In its first test on human subjects, leptin, a naturally occurring hormone discovered less than four years ago, helped patients lose an average of almost 16 pounds over six months.
Andrew S. Greenberg, an obesity specialist at Tufts University who led the study, cautioned that research on the drug is at a very early stage. The study involved 70 obese and 50 lean subjects, and only 47 obese patients completed the trial.
“There’s potential here, but efficacy has still got to be proved in larger populations,” said Greenberg, who presented the study Sunday at the American Diabetes Assn.'s annual convention in Chicago. Further clinical trials are underway with about 500 patients, he said.
“It’s very encouraging,” said Arthur Frank, head of the obesity management program at George Washington University. “Is it a miracle? No, it’s not a miracle. But it really changes the thinking about the management of obesity.”
Leptin appears promising in part because so far it appears to be safe, with minimal side effects. Subjects in the Greenberg study did have mild side effects. Fifty-six percent of the patients receiving daily injections of leptin reported irritation, hardening of the skin and similar complaints at the injection site.

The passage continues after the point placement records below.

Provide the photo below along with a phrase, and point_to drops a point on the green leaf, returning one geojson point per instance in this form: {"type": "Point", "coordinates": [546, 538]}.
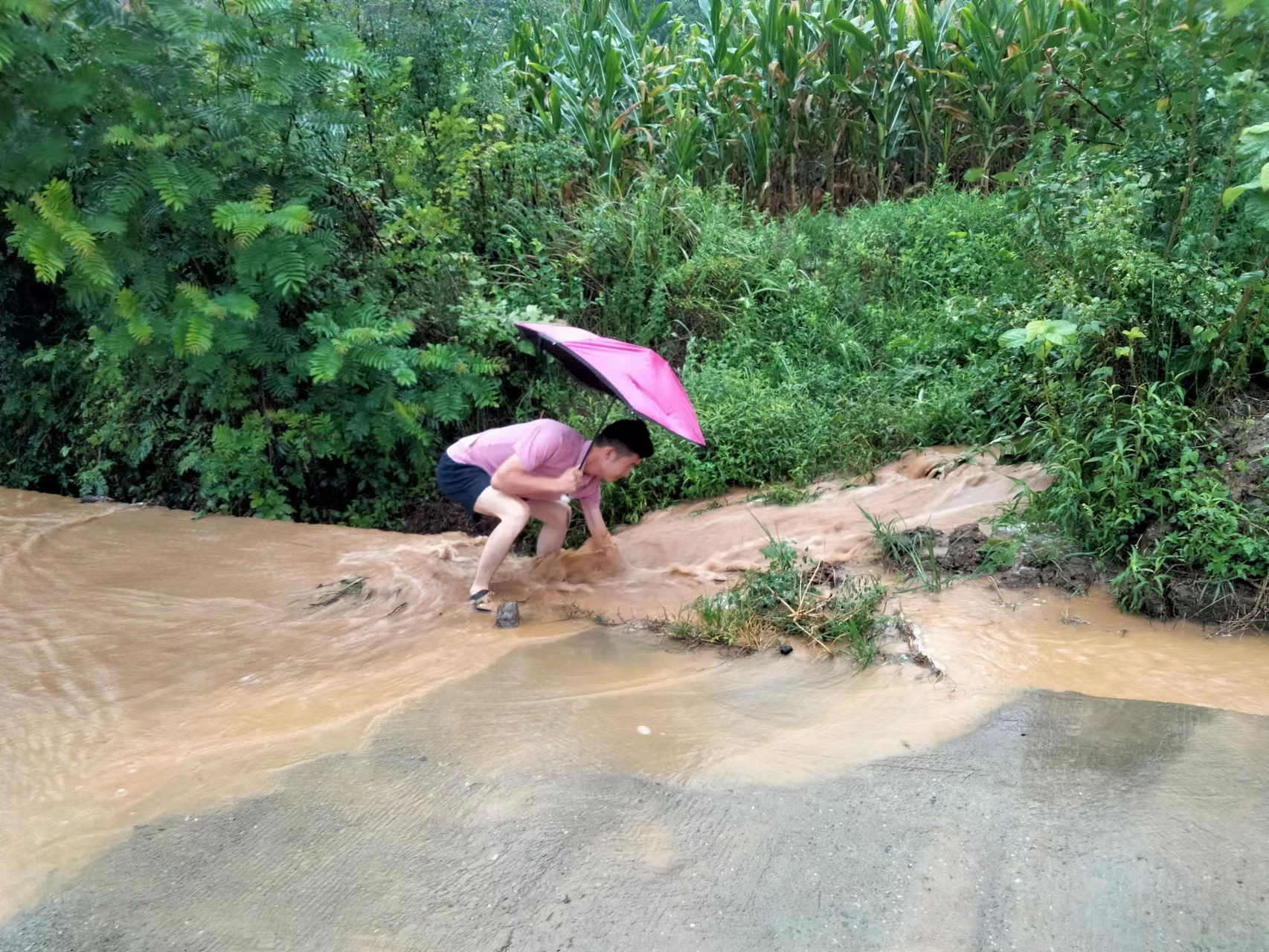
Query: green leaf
{"type": "Point", "coordinates": [1231, 194]}
{"type": "Point", "coordinates": [325, 363]}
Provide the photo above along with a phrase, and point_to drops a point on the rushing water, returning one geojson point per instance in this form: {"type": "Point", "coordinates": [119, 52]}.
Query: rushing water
{"type": "Point", "coordinates": [154, 663]}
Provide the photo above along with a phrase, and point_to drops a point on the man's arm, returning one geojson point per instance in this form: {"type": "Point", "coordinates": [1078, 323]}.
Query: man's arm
{"type": "Point", "coordinates": [595, 524]}
{"type": "Point", "coordinates": [514, 480]}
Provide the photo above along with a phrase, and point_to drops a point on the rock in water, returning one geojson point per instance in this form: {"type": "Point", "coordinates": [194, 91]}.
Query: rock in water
{"type": "Point", "coordinates": [509, 614]}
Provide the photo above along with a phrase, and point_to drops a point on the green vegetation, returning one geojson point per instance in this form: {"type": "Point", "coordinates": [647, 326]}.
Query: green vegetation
{"type": "Point", "coordinates": [910, 553]}
{"type": "Point", "coordinates": [794, 596]}
{"type": "Point", "coordinates": [266, 254]}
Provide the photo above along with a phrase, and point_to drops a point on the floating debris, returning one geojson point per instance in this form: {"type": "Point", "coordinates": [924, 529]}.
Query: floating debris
{"type": "Point", "coordinates": [354, 585]}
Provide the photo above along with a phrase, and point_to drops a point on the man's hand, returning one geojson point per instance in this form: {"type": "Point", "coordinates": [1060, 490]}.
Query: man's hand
{"type": "Point", "coordinates": [570, 481]}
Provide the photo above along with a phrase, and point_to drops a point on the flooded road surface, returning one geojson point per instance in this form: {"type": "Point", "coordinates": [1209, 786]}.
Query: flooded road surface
{"type": "Point", "coordinates": [156, 672]}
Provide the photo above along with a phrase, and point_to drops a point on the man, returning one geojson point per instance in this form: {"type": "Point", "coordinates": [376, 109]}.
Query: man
{"type": "Point", "coordinates": [515, 472]}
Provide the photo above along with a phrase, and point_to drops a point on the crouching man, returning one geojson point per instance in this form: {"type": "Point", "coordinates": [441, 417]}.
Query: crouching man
{"type": "Point", "coordinates": [522, 472]}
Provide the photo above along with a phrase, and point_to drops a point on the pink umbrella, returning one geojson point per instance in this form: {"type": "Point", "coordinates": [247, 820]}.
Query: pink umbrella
{"type": "Point", "coordinates": [638, 377]}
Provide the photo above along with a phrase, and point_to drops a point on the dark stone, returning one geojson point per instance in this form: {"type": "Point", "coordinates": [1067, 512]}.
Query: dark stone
{"type": "Point", "coordinates": [963, 551]}
{"type": "Point", "coordinates": [509, 614]}
{"type": "Point", "coordinates": [1073, 573]}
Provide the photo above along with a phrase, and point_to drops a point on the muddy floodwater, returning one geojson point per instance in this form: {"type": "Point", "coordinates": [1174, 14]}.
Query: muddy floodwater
{"type": "Point", "coordinates": [154, 666]}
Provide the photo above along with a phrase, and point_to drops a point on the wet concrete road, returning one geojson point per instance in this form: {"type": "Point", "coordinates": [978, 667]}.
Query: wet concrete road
{"type": "Point", "coordinates": [1062, 823]}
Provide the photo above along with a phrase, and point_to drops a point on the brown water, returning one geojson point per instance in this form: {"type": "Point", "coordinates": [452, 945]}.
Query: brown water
{"type": "Point", "coordinates": [152, 663]}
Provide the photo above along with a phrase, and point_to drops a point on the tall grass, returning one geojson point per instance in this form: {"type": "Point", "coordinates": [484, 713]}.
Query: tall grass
{"type": "Point", "coordinates": [825, 102]}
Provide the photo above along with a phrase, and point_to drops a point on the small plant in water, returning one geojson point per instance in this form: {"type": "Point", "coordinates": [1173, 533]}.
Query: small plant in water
{"type": "Point", "coordinates": [786, 599]}
{"type": "Point", "coordinates": [781, 495]}
{"type": "Point", "coordinates": [909, 553]}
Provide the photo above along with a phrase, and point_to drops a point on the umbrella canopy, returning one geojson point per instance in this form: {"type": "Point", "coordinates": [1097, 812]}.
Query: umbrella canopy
{"type": "Point", "coordinates": [638, 377]}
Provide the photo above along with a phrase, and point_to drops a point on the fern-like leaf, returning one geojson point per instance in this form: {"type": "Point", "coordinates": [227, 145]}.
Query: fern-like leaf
{"type": "Point", "coordinates": [325, 362]}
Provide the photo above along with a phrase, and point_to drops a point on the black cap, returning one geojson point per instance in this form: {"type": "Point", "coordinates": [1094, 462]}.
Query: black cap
{"type": "Point", "coordinates": [631, 436]}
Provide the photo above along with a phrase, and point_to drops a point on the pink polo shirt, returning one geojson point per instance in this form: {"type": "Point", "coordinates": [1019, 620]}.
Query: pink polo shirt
{"type": "Point", "coordinates": [546, 448]}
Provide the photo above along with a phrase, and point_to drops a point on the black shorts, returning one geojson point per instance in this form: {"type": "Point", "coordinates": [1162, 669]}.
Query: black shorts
{"type": "Point", "coordinates": [462, 483]}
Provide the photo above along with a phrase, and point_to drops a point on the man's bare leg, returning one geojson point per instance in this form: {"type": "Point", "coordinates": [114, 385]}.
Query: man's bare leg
{"type": "Point", "coordinates": [513, 515]}
{"type": "Point", "coordinates": [555, 524]}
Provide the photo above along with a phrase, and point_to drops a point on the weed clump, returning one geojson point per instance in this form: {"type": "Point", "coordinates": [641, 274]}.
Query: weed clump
{"type": "Point", "coordinates": [792, 596]}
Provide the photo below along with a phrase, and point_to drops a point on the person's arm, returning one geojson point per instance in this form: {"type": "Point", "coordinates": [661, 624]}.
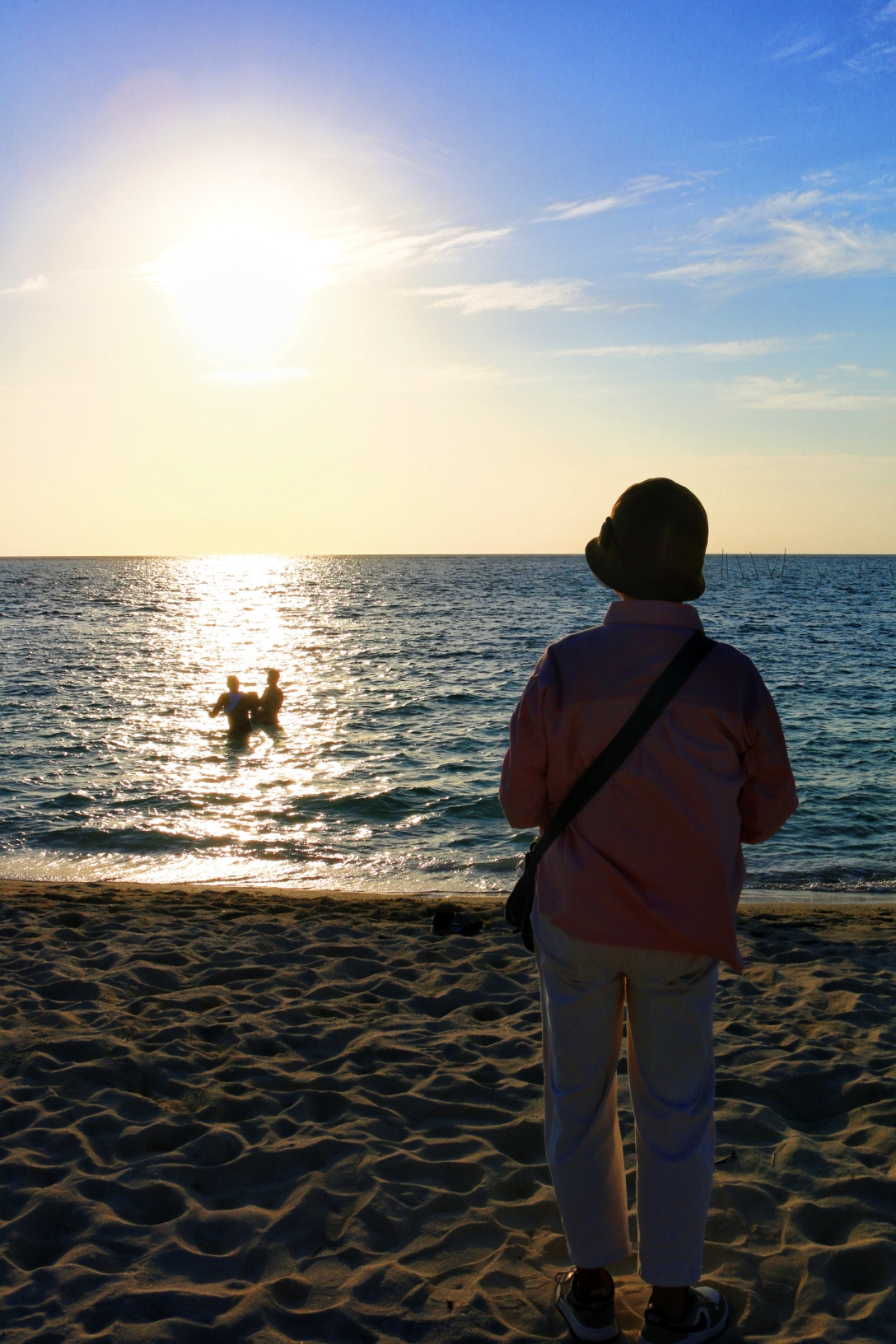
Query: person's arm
{"type": "Point", "coordinates": [768, 795]}
{"type": "Point", "coordinates": [524, 774]}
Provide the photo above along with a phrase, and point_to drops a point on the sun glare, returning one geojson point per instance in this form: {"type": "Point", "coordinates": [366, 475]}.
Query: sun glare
{"type": "Point", "coordinates": [242, 291]}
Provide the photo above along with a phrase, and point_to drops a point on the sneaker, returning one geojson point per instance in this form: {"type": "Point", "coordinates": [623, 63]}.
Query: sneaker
{"type": "Point", "coordinates": [706, 1318]}
{"type": "Point", "coordinates": [593, 1318]}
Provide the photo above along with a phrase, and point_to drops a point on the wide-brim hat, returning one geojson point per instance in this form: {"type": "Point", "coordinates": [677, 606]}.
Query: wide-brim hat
{"type": "Point", "coordinates": [653, 544]}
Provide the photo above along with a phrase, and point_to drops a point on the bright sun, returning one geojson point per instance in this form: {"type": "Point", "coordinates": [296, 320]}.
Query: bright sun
{"type": "Point", "coordinates": [242, 289]}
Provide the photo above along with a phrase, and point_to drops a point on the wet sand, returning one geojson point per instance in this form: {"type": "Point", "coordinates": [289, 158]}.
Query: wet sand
{"type": "Point", "coordinates": [231, 1114]}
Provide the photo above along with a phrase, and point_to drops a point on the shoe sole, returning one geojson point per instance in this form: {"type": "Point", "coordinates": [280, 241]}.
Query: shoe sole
{"type": "Point", "coordinates": [710, 1333]}
{"type": "Point", "coordinates": [590, 1333]}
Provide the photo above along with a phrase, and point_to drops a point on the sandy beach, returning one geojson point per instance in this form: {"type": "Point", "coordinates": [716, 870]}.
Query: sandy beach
{"type": "Point", "coordinates": [233, 1114]}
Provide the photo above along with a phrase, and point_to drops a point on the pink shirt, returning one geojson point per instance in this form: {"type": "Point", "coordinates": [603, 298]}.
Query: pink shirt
{"type": "Point", "coordinates": [655, 859]}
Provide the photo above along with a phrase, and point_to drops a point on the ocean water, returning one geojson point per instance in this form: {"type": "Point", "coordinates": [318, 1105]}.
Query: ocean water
{"type": "Point", "coordinates": [399, 679]}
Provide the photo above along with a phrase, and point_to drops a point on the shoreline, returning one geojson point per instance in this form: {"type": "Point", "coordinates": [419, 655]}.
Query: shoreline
{"type": "Point", "coordinates": [772, 897]}
{"type": "Point", "coordinates": [280, 1114]}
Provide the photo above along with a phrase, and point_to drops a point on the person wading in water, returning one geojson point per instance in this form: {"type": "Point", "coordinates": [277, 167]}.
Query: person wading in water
{"type": "Point", "coordinates": [270, 703]}
{"type": "Point", "coordinates": [236, 704]}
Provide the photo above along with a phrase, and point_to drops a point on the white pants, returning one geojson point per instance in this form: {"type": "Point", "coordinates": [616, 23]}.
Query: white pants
{"type": "Point", "coordinates": [672, 1077]}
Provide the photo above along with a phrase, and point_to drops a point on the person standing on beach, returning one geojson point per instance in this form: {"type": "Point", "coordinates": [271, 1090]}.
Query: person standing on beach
{"type": "Point", "coordinates": [270, 703]}
{"type": "Point", "coordinates": [236, 704]}
{"type": "Point", "coordinates": [636, 908]}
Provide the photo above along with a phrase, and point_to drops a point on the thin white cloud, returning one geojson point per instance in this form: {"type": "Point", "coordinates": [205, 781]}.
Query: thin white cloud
{"type": "Point", "coordinates": [383, 249]}
{"type": "Point", "coordinates": [725, 350]}
{"type": "Point", "coordinates": [29, 287]}
{"type": "Point", "coordinates": [877, 58]}
{"type": "Point", "coordinates": [633, 194]}
{"type": "Point", "coordinates": [504, 295]}
{"type": "Point", "coordinates": [257, 376]}
{"type": "Point", "coordinates": [809, 47]}
{"type": "Point", "coordinates": [789, 394]}
{"type": "Point", "coordinates": [787, 234]}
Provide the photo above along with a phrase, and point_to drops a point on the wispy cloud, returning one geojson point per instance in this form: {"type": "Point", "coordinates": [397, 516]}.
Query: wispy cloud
{"type": "Point", "coordinates": [29, 287]}
{"type": "Point", "coordinates": [726, 350]}
{"type": "Point", "coordinates": [808, 47]}
{"type": "Point", "coordinates": [385, 249]}
{"type": "Point", "coordinates": [787, 234]}
{"type": "Point", "coordinates": [790, 394]}
{"type": "Point", "coordinates": [633, 194]}
{"type": "Point", "coordinates": [876, 58]}
{"type": "Point", "coordinates": [519, 296]}
{"type": "Point", "coordinates": [257, 376]}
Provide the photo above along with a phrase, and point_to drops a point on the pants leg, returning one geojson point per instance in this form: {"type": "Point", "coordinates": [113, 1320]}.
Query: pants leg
{"type": "Point", "coordinates": [582, 995]}
{"type": "Point", "coordinates": [672, 1076]}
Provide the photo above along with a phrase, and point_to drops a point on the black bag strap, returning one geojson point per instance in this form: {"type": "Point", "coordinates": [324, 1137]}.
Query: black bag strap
{"type": "Point", "coordinates": [666, 686]}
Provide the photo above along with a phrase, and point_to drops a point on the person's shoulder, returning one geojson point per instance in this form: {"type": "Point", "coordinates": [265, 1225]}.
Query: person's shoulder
{"type": "Point", "coordinates": [735, 663]}
{"type": "Point", "coordinates": [736, 678]}
{"type": "Point", "coordinates": [578, 644]}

Leptin was discovered and announced with great fanfare in 1994 by Jeffrey Friedman at Rockefeller University in New York, who identified an “obese gene” in mice and humans. The gene directs cells to make leptin, a protein produced by fat cells that is supposed to signal the brain to stop eating.
Shortly after Friedman’s discovery, Amgen Inc. of Thousand Oaks agreed to pay an estimated $20 million to Rockefeller University and the Hughes Institute for rights to make and sell a product based on leptin.